Hi Matthew,
Thanks for your reply. The point is , per admission control documents,
most of impala limits are "soft limit", are the 2 settings you mentioned also
"soft limit" ? The soft limit means the pool will exceed the memory/concurrency
limit at some moment when impala is not aware of. But it is affecting other
pool at that moment.
Thanks.
Songbo
-----邮件原件-----
发件人: Matthew Jacobs [mailto:[email protected]]
发送时间: 2016年7月19日 0:44
收件人: [email protected]
主题: Re: Impala user resource isolation best practice
By the way, some of the controls I mentioned were added in Impala 2.5, so you
should consider upgrading if you're not already using a newer version of Impala.
Thanks,
Matt
On Mon, Jul 18, 2016 at 9:20 AM, Matthew Jacobs <[email protected]> wrote:
> Hi Songbo,
>
> Right now the best you can do is with admission control with:
> (a) a single coordinator to avoid the possibility of over-admitting by
> different coordinators
> (b) setting default query mem limits so that individual queries are
> limited
>
> For your scenario, I'd recommend setting up 2 pools, one for user A
> and a second for user B. Set the max number of running queries for
> user A to something reasonable for the concurrency for that workload.

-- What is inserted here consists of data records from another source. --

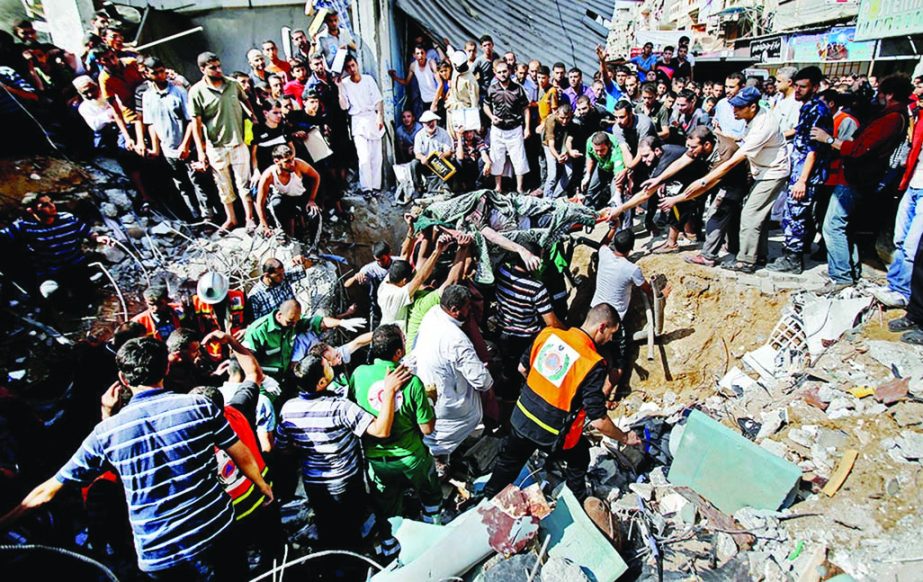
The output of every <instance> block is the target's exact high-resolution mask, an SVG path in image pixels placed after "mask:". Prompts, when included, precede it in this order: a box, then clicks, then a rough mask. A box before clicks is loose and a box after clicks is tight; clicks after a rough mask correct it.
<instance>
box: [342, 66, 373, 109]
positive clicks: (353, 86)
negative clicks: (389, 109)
mask: <svg viewBox="0 0 923 582" xmlns="http://www.w3.org/2000/svg"><path fill="white" fill-rule="evenodd" d="M341 87H342V90H343V91H344V92H345V93H346V102H347V103H349V114H350V115H352V116H356V115H367V114H369V113H372V114H374V113H375V112H376V109H375V106H376V105H378V104H379V103H381V91H380V90H379V89H378V85H377V84H376V83H375V79H373V78H371V77H370V76H368V75H362V77H360V78H359V82H358V83H354V82H353V80H352V79H350V78H349V77H346V78H344V79H343V84H342V85H341Z"/></svg>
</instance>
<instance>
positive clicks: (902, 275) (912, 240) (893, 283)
mask: <svg viewBox="0 0 923 582" xmlns="http://www.w3.org/2000/svg"><path fill="white" fill-rule="evenodd" d="M921 235H923V188H909V189H908V190H907V191H906V192H904V196H903V197H902V198H901V202H900V204H899V205H898V207H897V216H896V217H895V219H894V255H893V256H892V258H891V265H890V266H889V267H888V287H889V288H890V289H891V290H892V291H897V292H898V293H900V294H901V295H903V296H904V297H906V298H907V299H910V275H911V273H913V257H914V255H915V254H916V252H917V245H919V244H920V236H921Z"/></svg>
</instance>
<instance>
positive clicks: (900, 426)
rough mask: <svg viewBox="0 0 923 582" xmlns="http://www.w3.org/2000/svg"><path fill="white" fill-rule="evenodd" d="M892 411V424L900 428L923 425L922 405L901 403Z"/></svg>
mask: <svg viewBox="0 0 923 582" xmlns="http://www.w3.org/2000/svg"><path fill="white" fill-rule="evenodd" d="M893 410H894V422H896V423H897V426H899V427H901V428H903V427H906V426H913V425H916V424H923V403H920V402H901V403H900V404H898V405H897V406H895V407H894V408H893Z"/></svg>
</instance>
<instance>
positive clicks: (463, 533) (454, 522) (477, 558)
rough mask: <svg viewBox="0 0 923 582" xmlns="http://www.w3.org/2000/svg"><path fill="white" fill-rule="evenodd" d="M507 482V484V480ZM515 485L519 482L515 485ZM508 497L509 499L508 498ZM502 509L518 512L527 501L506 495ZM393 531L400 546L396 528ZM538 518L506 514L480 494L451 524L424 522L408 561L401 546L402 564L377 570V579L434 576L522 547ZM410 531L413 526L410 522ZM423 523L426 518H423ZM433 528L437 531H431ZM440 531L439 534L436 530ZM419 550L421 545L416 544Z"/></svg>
mask: <svg viewBox="0 0 923 582" xmlns="http://www.w3.org/2000/svg"><path fill="white" fill-rule="evenodd" d="M511 487H512V486H511ZM514 489H516V491H518V488H514ZM511 499H512V501H510V500H511ZM506 501H508V502H509V503H506V505H507V510H510V511H511V512H512V513H516V514H520V513H523V512H527V511H528V507H529V503H528V500H526V499H524V498H521V497H520V498H516V496H513V495H508V496H507V498H506ZM406 522H407V520H405V521H404V523H403V524H402V527H401V528H400V529H398V531H397V532H396V533H395V536H396V537H397V539H398V541H400V542H401V544H402V546H403V539H402V537H404V538H406V536H403V535H402V534H400V531H401V529H404V527H403V526H404V525H407V524H406ZM538 522H539V520H538V518H537V517H534V516H532V515H519V516H517V517H514V516H511V515H510V514H509V513H507V511H505V510H504V509H502V508H501V507H499V506H498V505H496V504H494V503H493V502H492V501H488V500H484V501H482V502H481V503H480V504H479V505H477V506H476V507H474V508H472V509H470V510H468V511H466V512H465V513H463V514H462V515H460V516H458V517H457V518H455V520H453V521H452V524H451V526H430V527H429V528H424V529H425V530H427V535H429V536H432V537H429V538H428V539H423V538H422V536H421V535H420V534H419V533H417V535H416V536H413V537H414V539H413V540H412V546H413V547H412V549H411V550H410V553H412V554H416V555H415V556H413V559H412V560H411V561H407V562H405V561H404V555H405V551H404V549H403V548H402V550H401V560H400V562H401V564H402V565H401V566H399V567H396V568H393V569H389V570H385V571H382V572H379V573H378V574H376V575H375V576H374V577H373V578H372V580H375V581H376V582H397V581H403V580H421V581H424V580H426V581H433V582H435V581H436V580H443V579H445V578H451V577H455V576H459V575H461V574H464V573H465V572H467V571H468V570H470V569H471V568H473V567H474V566H475V565H477V564H478V563H479V562H481V561H482V560H484V559H485V558H487V557H488V556H490V555H491V554H492V553H494V552H500V553H503V554H505V555H508V554H512V553H515V552H518V551H521V550H522V549H523V548H524V547H525V546H526V544H528V542H529V541H530V540H531V539H533V538H534V537H535V535H536V534H537V533H538ZM409 525H411V533H413V530H414V529H418V526H417V525H416V524H414V523H413V522H410V524H409ZM423 525H425V524H423ZM432 528H439V529H441V530H442V531H441V532H436V531H435V530H433V529H432ZM439 533H441V534H443V535H441V536H440V535H439ZM422 546H425V547H423V548H422V551H420V549H421V547H422Z"/></svg>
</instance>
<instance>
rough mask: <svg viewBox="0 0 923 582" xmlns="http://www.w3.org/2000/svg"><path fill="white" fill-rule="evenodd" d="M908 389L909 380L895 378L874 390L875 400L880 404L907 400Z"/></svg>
mask: <svg viewBox="0 0 923 582" xmlns="http://www.w3.org/2000/svg"><path fill="white" fill-rule="evenodd" d="M909 389H910V378H900V379H898V378H895V379H894V380H890V381H888V382H885V383H884V384H882V385H880V386H878V387H877V388H875V400H877V401H878V402H881V403H882V404H885V405H887V404H894V403H895V402H897V401H899V400H903V399H904V398H907V392H908V391H909Z"/></svg>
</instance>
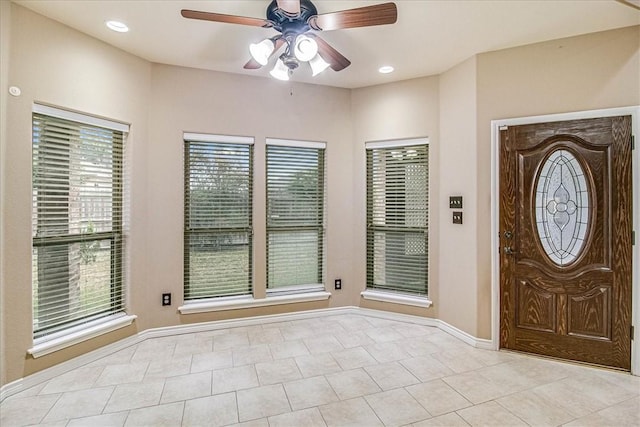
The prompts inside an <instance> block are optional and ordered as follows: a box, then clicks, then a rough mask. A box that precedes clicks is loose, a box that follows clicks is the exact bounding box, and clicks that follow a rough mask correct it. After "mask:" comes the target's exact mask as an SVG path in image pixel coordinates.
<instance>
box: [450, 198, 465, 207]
mask: <svg viewBox="0 0 640 427" xmlns="http://www.w3.org/2000/svg"><path fill="white" fill-rule="evenodd" d="M449 208H450V209H462V196H451V197H449Z"/></svg>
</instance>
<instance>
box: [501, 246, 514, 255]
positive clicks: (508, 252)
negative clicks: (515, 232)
mask: <svg viewBox="0 0 640 427" xmlns="http://www.w3.org/2000/svg"><path fill="white" fill-rule="evenodd" d="M503 251H504V253H505V254H506V255H515V254H516V251H514V250H513V248H512V247H511V246H505V247H504V248H503Z"/></svg>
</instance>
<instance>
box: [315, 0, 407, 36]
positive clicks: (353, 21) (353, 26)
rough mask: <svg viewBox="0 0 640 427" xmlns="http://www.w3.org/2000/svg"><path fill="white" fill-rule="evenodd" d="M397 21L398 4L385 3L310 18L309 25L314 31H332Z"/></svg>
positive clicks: (346, 10)
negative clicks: (397, 4)
mask: <svg viewBox="0 0 640 427" xmlns="http://www.w3.org/2000/svg"><path fill="white" fill-rule="evenodd" d="M397 20H398V9H397V7H396V4H395V3H383V4H377V5H374V6H365V7H359V8H356V9H349V10H343V11H340V12H331V13H323V14H321V15H315V16H312V17H310V18H309V20H308V23H309V26H310V27H311V28H313V29H314V30H322V31H331V30H340V29H343V28H358V27H370V26H373V25H385V24H394V23H395V22H396V21H397Z"/></svg>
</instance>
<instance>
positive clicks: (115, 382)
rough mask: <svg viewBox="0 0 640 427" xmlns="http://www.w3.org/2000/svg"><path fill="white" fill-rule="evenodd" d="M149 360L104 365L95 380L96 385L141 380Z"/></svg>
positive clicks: (97, 385) (129, 382) (126, 383)
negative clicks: (144, 361)
mask: <svg viewBox="0 0 640 427" xmlns="http://www.w3.org/2000/svg"><path fill="white" fill-rule="evenodd" d="M148 367H149V362H148V361H147V362H135V363H126V364H122V365H109V366H105V367H104V370H103V371H102V373H101V374H100V376H99V377H98V379H97V380H96V382H95V386H96V387H104V386H108V385H119V384H128V383H138V382H140V381H142V380H143V378H144V374H145V373H146V372H147V368H148Z"/></svg>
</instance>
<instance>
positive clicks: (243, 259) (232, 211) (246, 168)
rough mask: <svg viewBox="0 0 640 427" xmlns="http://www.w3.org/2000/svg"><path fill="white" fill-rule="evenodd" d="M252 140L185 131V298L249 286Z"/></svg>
mask: <svg viewBox="0 0 640 427" xmlns="http://www.w3.org/2000/svg"><path fill="white" fill-rule="evenodd" d="M186 138H190V139H186ZM227 141H232V142H227ZM252 143H253V139H251V138H239V137H233V139H229V138H228V137H225V136H220V137H215V136H212V135H204V136H201V137H199V136H198V135H195V134H185V145H184V171H185V179H184V182H185V188H184V203H185V209H184V216H185V218H184V225H185V228H184V297H185V300H196V299H203V298H212V297H221V296H232V295H245V294H250V293H251V291H252V286H251V283H252V261H251V260H252V259H251V253H252V241H253V239H252V229H251V219H252V218H251V217H252V209H251V205H252V183H253V167H252V163H253V158H252V157H253V145H252Z"/></svg>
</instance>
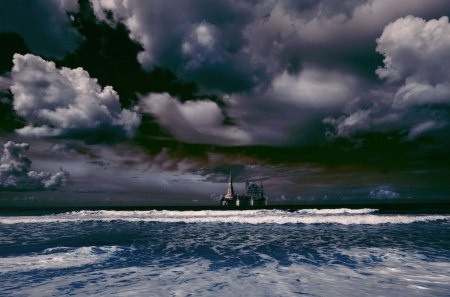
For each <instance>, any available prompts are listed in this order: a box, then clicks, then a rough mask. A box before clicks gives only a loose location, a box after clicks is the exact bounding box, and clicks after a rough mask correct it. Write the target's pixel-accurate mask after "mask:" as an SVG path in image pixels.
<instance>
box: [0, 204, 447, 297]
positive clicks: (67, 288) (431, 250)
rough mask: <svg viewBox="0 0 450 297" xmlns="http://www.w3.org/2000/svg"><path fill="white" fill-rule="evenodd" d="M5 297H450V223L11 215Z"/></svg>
mask: <svg viewBox="0 0 450 297" xmlns="http://www.w3.org/2000/svg"><path fill="white" fill-rule="evenodd" d="M0 296H233V297H236V296H271V297H272V296H450V215H449V214H446V213H440V214H438V213H426V214H423V213H421V214H417V213H405V212H401V213H400V212H399V213H393V212H389V213H384V212H381V211H378V210H377V209H366V208H364V209H341V208H337V209H303V210H301V209H300V210H293V211H287V210H199V211H177V210H146V211H117V210H91V211H88V210H86V211H83V210H80V211H68V212H54V211H35V212H33V211H25V212H17V213H16V212H4V213H0Z"/></svg>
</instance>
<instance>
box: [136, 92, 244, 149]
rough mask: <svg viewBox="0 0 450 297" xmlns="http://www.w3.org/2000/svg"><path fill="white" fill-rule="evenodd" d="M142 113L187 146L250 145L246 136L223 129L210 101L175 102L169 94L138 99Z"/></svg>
mask: <svg viewBox="0 0 450 297" xmlns="http://www.w3.org/2000/svg"><path fill="white" fill-rule="evenodd" d="M141 107H142V110H143V112H147V113H149V114H152V115H153V116H154V117H156V119H157V120H158V122H159V123H160V124H161V125H162V126H163V127H165V128H166V129H168V130H169V131H170V132H171V133H172V134H173V135H174V136H175V137H176V138H177V139H179V140H182V141H186V142H189V143H212V144H220V145H243V144H249V143H251V137H250V135H249V133H248V132H246V131H245V130H243V129H242V128H240V127H236V126H227V125H224V123H223V122H224V115H223V113H222V111H221V110H220V108H219V106H217V104H216V103H214V102H211V101H186V102H184V103H181V102H179V101H178V100H177V99H176V98H173V97H171V96H170V95H169V94H167V93H164V94H150V95H148V96H146V97H143V98H141Z"/></svg>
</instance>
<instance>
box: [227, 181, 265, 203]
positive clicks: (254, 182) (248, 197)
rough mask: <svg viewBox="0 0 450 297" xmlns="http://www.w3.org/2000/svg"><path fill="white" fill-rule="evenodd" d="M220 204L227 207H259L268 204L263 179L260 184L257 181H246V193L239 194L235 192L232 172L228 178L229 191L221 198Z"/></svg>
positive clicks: (228, 189)
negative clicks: (235, 192) (231, 174)
mask: <svg viewBox="0 0 450 297" xmlns="http://www.w3.org/2000/svg"><path fill="white" fill-rule="evenodd" d="M220 205H221V206H225V207H259V206H266V205H267V197H266V194H265V192H264V186H263V184H262V181H261V182H260V184H259V185H258V184H257V183H256V182H250V181H248V180H247V181H246V182H245V194H244V195H237V194H236V193H235V192H234V187H233V178H232V176H231V174H230V177H229V179H228V188H227V193H226V194H225V195H223V197H222V199H220Z"/></svg>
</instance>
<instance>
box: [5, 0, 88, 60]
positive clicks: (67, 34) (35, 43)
mask: <svg viewBox="0 0 450 297" xmlns="http://www.w3.org/2000/svg"><path fill="white" fill-rule="evenodd" d="M25 7H26V9H24V8H25ZM78 9H79V6H78V1H77V0H36V1H27V0H3V1H0V31H3V32H16V33H19V34H20V35H21V36H22V37H23V38H24V40H25V42H26V44H27V45H28V47H29V48H30V49H31V50H32V51H33V52H34V53H37V54H39V55H43V56H46V57H62V56H64V54H66V53H68V52H71V51H73V50H75V49H76V48H77V46H78V44H79V42H80V40H81V36H80V34H78V32H77V31H76V30H75V29H74V28H73V27H72V26H71V24H70V19H69V17H68V14H67V13H68V12H71V13H72V12H77V11H78ZM5 46H7V45H5Z"/></svg>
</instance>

> Set the max memory for the user B pool to the portion of cluster
> memory you're willing to give to those queries. (Notice the pool with
> the small queries has the max number of running queries set and the
> pool with the fewer but larger big queries has the max memory set --
> that is intentional, the former is faster for admission but doesn't
> limit based on memory.) How well this will work depends on how well
> you can pick good numbers for these settings, which can be difficult
> and requires studying your workload.
>
> This isn't perfect resource isolation because rogue queries can still
> consume too much CPU or other resources, but it's the best you'll be
> able to do right now. In the future we will have better tools to make
> this easier.
>
> Best,
> Matt
>
> On Mon, Jul 18, 2016 at 2:59 AM, 廖松博 <[email protected]> wrote:
>> Hello guys,
>>
>>
>>
>> My Company is using Cloudera Impala as our basic
>> infrastructure for online data analysis. The most difficult part we
>> met is resource isolation and instability.
>>
>> According to our experiences in Impala, some big query which consume
>> a vast amount of memory will crash impalad process(actually as worker
>> but not coordinator, right?).
>>
>> In our simplest scenario, user A is a very important customer and his
>> queries are relatively small, user B is a unimportant user who may
>> issue very large SQL to impala. It is unacceptable that the big query
>> from user B crash the impalad process and affect the user experiences
>> of user A. So resource isolation is the point.
>>
>> But per the Impala documents :
>> http://www.cloudera.com/documentation/enterprise/5-6-x/topics/impala_
>> admission.html , Impala resource isolation is soft limit, cannot
>> strictly prevent query from user B affecting user A.
>>
>> As I know llama(run impala with yarn) is not recommended and we
>> actually tried it but disappointed about the performance and accuracy.
>>
>> Is there any best practice for user resource isolation? So
>> different user will not affect each other.
>>
>> Thanks.
>>
>>
>>
>> Best Regards,
>>
>> Songbo